Mutism and stupor are the principle signs, but if someone has one sign, they often have 4 or more. According to Fink and Taylor, the symptoms need to be present for an hour or longer, and reproducible on two or more occasions. As the disease progresses, patients become malnourished, dehydrated, lose weight, develop muscle wasting, contractures and develop bed sores. Sometimes because they stay so still, they can die from DVT or PEs.
This is most often seen in patients with major depressive disorder, melancholic depression, severe schizophrenia, or severe bipolar depression.
This state is considered a medical emergency—without treatment patients can eventually die from the catatonia.
Dr. Puder remembers a patient with bipolar type 2 who became catatonic; he stopped drinking and eating. At an appointment with his primary care provider, this patient fell over due to hypotension. It was then found that he had not been talking at home as much, and had long speech delays. His hypotension stemmed from him losing the urge to drink fluids. This points to the importance of spotting the more subtle signs of catatonia before it evolves to its severe form.
For a diagnosis, there needs to be 2 or more of the classic signs (Fink & Taylor, 2003)
Mutism - decreased speech, silent and unresponsive in speech, not always accompanied by stupor or immobility
Stupor - persistently unresponsive, unaware of surroundings, can be difficult to distinguish from mutism, they may become energized for a few hours in something, looking like a manic excitement
Posturing
Waxy flexibility
Stereotypy
Automatic obedience
Ambitendency
Echophenomena
Mannerisms
How Does Catatonia Progress?
Classic signs of catatonia include mutism and stupor. In its extreme form, the patient is in a frozen state and mute—this is difficult to miss. However, in its subtle form, it is often missed and recognizing the signs is important for early diagnosis.
Early signs of catatonia:
Increased speech latency (patient responds, but there is an increased length of time for response to begin).
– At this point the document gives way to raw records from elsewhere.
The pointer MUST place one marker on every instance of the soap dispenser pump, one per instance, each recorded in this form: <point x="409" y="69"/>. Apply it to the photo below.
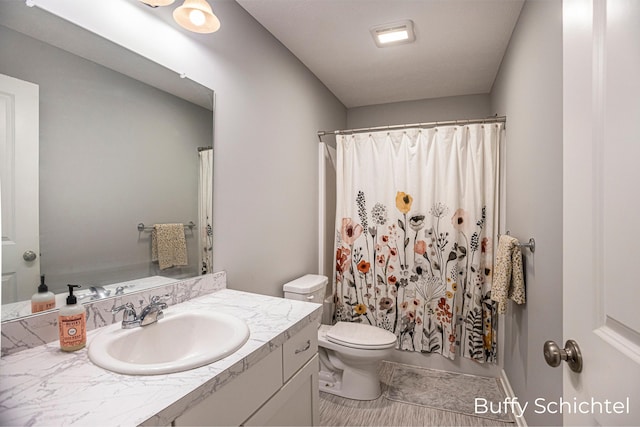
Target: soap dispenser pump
<point x="43" y="299"/>
<point x="72" y="322"/>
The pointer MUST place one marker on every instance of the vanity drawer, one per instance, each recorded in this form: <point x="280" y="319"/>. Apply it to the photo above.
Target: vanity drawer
<point x="298" y="350"/>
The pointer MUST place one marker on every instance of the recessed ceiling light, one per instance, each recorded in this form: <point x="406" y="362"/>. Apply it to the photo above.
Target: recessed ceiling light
<point x="393" y="34"/>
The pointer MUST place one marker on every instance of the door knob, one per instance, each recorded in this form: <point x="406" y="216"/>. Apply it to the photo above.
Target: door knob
<point x="571" y="354"/>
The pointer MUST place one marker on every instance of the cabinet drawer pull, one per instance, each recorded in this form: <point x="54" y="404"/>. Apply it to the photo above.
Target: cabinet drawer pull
<point x="305" y="348"/>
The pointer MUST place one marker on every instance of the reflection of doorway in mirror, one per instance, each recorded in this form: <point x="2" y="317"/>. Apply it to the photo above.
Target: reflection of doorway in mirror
<point x="205" y="209"/>
<point x="19" y="139"/>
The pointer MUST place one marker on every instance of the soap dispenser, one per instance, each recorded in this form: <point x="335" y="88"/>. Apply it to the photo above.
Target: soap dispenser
<point x="72" y="321"/>
<point x="43" y="299"/>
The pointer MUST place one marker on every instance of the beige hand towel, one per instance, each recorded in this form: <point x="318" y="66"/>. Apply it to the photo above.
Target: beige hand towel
<point x="508" y="278"/>
<point x="168" y="245"/>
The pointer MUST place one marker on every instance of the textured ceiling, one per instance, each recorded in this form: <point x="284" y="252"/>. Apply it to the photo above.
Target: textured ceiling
<point x="458" y="50"/>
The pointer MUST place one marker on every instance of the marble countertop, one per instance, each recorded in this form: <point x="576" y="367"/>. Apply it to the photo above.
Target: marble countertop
<point x="45" y="386"/>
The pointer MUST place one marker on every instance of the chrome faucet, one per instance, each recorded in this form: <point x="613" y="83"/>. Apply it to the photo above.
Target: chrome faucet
<point x="153" y="312"/>
<point x="99" y="292"/>
<point x="130" y="317"/>
<point x="150" y="314"/>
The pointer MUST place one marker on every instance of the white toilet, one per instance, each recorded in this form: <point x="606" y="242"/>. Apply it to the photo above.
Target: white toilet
<point x="349" y="352"/>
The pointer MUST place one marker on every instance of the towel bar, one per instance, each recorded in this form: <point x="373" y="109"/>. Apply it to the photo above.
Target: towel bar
<point x="142" y="227"/>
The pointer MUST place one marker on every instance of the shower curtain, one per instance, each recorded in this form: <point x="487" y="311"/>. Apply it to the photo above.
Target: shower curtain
<point x="205" y="207"/>
<point x="416" y="216"/>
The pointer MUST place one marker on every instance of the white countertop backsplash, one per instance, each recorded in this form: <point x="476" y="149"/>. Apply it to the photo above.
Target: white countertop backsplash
<point x="45" y="386"/>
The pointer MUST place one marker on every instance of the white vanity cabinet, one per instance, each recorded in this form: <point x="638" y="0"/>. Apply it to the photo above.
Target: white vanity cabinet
<point x="280" y="389"/>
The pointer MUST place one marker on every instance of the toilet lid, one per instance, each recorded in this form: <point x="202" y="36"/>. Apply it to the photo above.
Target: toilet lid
<point x="358" y="335"/>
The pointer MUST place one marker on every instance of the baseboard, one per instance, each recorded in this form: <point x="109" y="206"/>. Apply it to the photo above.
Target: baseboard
<point x="506" y="385"/>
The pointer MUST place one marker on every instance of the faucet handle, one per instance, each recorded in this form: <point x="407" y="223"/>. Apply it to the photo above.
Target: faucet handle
<point x="159" y="300"/>
<point x="130" y="314"/>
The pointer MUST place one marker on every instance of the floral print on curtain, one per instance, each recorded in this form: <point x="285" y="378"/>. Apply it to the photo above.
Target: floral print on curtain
<point x="419" y="263"/>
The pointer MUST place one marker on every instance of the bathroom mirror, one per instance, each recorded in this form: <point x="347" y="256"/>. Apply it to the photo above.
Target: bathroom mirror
<point x="121" y="143"/>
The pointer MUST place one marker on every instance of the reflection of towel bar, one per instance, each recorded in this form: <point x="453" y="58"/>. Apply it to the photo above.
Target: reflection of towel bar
<point x="141" y="226"/>
<point x="531" y="245"/>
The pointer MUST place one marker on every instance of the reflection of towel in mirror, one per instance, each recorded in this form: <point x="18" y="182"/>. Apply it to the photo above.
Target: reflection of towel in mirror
<point x="508" y="279"/>
<point x="168" y="245"/>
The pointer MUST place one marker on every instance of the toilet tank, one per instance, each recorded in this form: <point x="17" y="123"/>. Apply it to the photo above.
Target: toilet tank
<point x="309" y="288"/>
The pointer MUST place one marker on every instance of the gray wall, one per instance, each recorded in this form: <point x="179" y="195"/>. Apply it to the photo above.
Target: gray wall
<point x="528" y="90"/>
<point x="425" y="110"/>
<point x="113" y="152"/>
<point x="269" y="108"/>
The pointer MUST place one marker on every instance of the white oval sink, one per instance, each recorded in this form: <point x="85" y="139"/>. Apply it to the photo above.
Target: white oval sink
<point x="178" y="342"/>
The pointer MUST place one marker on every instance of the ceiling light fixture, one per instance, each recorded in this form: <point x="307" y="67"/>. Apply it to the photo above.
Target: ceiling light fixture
<point x="197" y="16"/>
<point x="400" y="32"/>
<point x="156" y="3"/>
<point x="193" y="15"/>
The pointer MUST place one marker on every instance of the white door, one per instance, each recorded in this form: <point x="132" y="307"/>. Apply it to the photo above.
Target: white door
<point x="601" y="167"/>
<point x="19" y="138"/>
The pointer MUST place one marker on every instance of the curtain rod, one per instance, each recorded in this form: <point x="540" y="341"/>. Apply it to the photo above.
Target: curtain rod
<point x="495" y="119"/>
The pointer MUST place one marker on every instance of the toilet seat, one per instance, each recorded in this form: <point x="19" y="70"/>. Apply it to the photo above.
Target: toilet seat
<point x="361" y="336"/>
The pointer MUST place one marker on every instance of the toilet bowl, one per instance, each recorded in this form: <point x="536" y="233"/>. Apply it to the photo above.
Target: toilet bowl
<point x="349" y="352"/>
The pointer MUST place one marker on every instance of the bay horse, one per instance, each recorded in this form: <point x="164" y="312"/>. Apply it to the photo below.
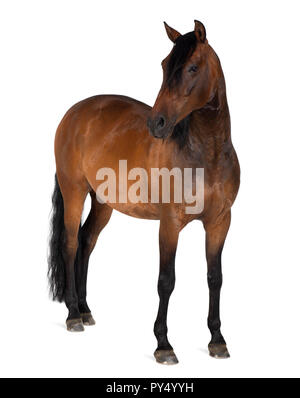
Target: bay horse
<point x="188" y="127"/>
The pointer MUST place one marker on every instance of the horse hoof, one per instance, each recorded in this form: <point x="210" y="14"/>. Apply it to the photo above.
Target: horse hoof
<point x="87" y="319"/>
<point x="165" y="357"/>
<point x="75" y="325"/>
<point x="218" y="350"/>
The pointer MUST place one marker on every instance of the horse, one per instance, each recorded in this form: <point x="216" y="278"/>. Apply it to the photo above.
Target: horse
<point x="188" y="127"/>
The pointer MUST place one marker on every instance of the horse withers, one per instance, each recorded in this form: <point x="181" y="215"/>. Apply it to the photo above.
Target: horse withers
<point x="187" y="128"/>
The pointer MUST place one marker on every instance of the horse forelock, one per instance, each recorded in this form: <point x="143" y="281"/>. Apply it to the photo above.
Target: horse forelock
<point x="183" y="48"/>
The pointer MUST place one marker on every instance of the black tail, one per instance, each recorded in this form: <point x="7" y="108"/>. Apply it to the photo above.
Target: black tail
<point x="56" y="264"/>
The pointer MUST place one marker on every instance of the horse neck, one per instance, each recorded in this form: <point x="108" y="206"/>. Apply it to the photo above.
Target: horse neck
<point x="210" y="126"/>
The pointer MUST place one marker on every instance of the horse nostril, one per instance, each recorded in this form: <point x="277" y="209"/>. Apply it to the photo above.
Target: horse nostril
<point x="160" y="122"/>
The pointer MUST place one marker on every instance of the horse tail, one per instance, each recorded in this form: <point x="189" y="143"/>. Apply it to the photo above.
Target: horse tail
<point x="56" y="263"/>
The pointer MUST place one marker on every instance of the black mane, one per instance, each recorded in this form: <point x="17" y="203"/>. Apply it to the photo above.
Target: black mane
<point x="181" y="131"/>
<point x="184" y="47"/>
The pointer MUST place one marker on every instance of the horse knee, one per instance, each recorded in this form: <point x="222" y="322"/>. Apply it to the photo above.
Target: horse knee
<point x="166" y="284"/>
<point x="214" y="279"/>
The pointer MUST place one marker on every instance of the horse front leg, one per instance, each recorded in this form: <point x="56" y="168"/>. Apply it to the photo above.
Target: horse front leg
<point x="215" y="237"/>
<point x="168" y="238"/>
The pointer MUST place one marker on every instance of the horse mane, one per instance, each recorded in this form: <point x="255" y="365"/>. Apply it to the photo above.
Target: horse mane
<point x="183" y="48"/>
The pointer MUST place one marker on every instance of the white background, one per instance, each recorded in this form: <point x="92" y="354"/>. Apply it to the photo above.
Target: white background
<point x="55" y="53"/>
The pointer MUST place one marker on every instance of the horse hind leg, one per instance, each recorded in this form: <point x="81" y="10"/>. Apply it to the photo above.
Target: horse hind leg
<point x="74" y="196"/>
<point x="97" y="219"/>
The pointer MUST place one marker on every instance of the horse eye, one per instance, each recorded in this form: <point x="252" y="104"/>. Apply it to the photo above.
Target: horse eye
<point x="193" y="68"/>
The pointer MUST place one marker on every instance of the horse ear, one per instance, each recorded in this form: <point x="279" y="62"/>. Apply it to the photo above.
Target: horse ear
<point x="172" y="33"/>
<point x="200" y="31"/>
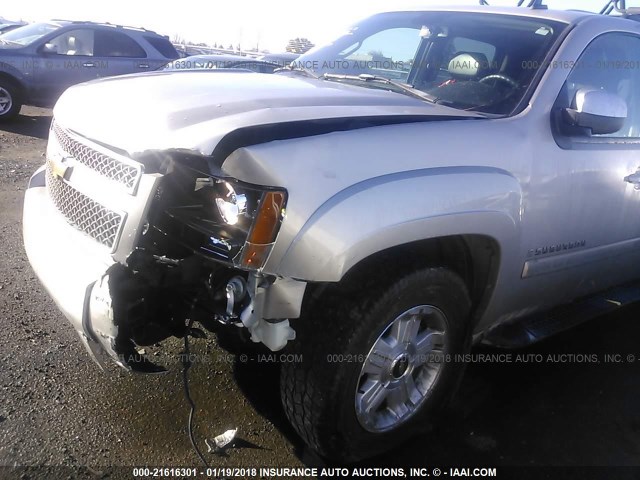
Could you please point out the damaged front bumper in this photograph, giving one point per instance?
(121, 299)
(68, 263)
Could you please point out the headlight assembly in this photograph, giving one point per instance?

Gradually evolves into partial mutism (patient responds only sometimes).
Echolalia may start subtly; it may begin with the patient repeating the last words of the examiner then they may give an answer, the more severe if becomes it will evolve to them only repeating the examiners words.
Motor activity also follows this course; the patients movement will initially appear slowed and will start evolving into holding unusual postures for long periods of time. Eventually they will become “frozen”, where they can be put in a position by someone else and they will hold that position (waxy flexibility).
Echopraxia may also start subtly; it can begin with the patient occasionally mimicking the examiners movements, but eventually evolve to them completely mirroring the examiners movements; this gives way to a loss of movement all together.
What Are Some Of The Differential Diagnostic Things To Consider?
What is Neuroleptic Malignant Syndrome (NMS) and how is it different than catatonia? (Northoff, 2002)
Catatonia may be confused with the early stages of NMS. While they have clinical similarities, there are important differences between them:
Catatonia: characterized by akinesia (loss or impairment of the power of voluntary movement). These patients show posturing, keeping their limbs and/or head in a position against gravity. Catatonic patients do not realize their movements are altered. These patients show strong, intense, uncontrollable emotions. They tend to have overwhelming anxiety that can lead to their catatonia. Catatonia is also characterized by bizarre behavioral abnormalities (perseveration, stereotypes, automatic obedience, negativism, etc.).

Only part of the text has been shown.